Una de las bellas obras de Berruguete es el sepulcro del cardenal Tavera, en el Hospital de San Juan. Adoptó la forma gótica en la estatua yacente, remedo del cadáver, expresado con un realismo excesivo. Pero él modificó este sistema haciendo la caja del sepulcro según la manera ideal y simbólica que se usaba en Italia, y puso cuatro alegorías en los extremos, que son cuatro obras maestras. Prescindiendo de la estatua yacente, que es exacta copia del cadáver, como se usaba en las sepulturas ojivales, y está muy bien ejecutada, el mausoleo de Tavera es una obra acabada en su género. En la ornamentación empleó el escultor una porción de elementos que hoy la sana crítica repugnaría, pero que entonces se usaban sin escrúpulo en Italia y en España, por ser lo más bello que se había aprendido de la antigüedad; en el zócalo hay unos centauros y unos camafeos que no tienen nada de cristiano; pero en cambio ¡qué unción y qué sentimiento hay en los ángeles que adornan los medallones laterales, y qué serenidad en las cuatro águilas que también contornean los cuatro ángulos! En todo hay mucho de pagano, contrastando visiblemente la caja con la estatua yacente, de una realidad chocante; pero una cosa y otra están admirablemente ejecutadas.
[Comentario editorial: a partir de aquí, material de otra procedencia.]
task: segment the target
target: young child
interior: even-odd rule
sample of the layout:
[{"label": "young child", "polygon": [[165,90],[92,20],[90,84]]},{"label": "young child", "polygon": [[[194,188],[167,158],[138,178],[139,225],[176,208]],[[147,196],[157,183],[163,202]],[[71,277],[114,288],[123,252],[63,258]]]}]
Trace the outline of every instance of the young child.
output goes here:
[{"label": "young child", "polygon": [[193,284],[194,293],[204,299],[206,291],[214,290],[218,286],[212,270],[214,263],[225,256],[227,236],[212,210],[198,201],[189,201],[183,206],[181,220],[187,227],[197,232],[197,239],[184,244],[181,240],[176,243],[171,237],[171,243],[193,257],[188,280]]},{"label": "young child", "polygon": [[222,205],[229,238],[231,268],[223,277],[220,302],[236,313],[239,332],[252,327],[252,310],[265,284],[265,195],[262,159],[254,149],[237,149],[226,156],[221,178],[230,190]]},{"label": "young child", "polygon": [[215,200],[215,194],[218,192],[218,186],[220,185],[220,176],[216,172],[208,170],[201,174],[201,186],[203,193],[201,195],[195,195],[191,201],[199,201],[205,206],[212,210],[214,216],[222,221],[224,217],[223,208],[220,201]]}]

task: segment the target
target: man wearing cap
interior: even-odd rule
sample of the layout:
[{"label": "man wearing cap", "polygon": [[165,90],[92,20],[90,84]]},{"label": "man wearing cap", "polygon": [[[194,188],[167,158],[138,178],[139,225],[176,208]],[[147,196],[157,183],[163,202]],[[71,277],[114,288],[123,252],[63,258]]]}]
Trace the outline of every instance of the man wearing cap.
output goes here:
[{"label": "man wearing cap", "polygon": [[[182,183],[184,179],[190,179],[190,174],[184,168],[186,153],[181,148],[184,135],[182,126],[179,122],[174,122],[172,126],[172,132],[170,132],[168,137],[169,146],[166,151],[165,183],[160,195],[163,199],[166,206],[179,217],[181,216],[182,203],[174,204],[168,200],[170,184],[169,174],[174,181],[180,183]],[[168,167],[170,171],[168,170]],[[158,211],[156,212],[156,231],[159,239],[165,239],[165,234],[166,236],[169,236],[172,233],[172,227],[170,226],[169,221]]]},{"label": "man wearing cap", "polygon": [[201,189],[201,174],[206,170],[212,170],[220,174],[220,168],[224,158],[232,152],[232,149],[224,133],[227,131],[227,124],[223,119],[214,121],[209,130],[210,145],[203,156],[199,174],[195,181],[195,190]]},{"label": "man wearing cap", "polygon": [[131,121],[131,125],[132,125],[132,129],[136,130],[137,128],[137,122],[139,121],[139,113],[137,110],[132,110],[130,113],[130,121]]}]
El grande artista español dejó un estilo decorativo muy característico. Los frisos, las enjutas, las pilastras y los zócalos de todo lo que entonces se hacía, especialmente puertas, retablos y pequeñas construcciones, aparecen engalanados con multitud de formas, que pueden llamarse miniaturas de las que empleó Miguel Ángel en las célebre pechinas de la Capilla Sixtina. La figura humana, dispuesta en grupos de dos, aparece reproducida hasta lo infinito; vénse estos pares, ya sean atletas, ángeles o genios, dispuestos simétricamente a un lado y otro de un candelabro, y se repiten variando la posición de las manos, de las piernas, de los cuerpos, formando singulares juegos que parecen de gimnasia. Así hace gala el artista de sus conocimiento anatómicos, y en su desprecio de toda forma que no es humana, la asocia a la ornamentación vegetal, poniendo hojas que terminan en cabezas de ángel, y a veces flores que tienen por pistilos un par de piernas. Estos cuerpecillos ingeniosos invaden después todas las artes, los bronces, la platería, el entalle, la cerámica, y vemos siempre los pares de atletas retorciéndose en las asas de los vasos, en las estanterías y en los facistoles; el águila es adoptada para los atriles de coro, y las cabezas de guerrero con cascos aparecen perpetuamente en los casetones de los armarios y aun en las tapas incrustadas de los libros. Puede verse una   muestra completa de este género de decoración en la puerta de la Presentación, que comunica la Catedral con su claustro.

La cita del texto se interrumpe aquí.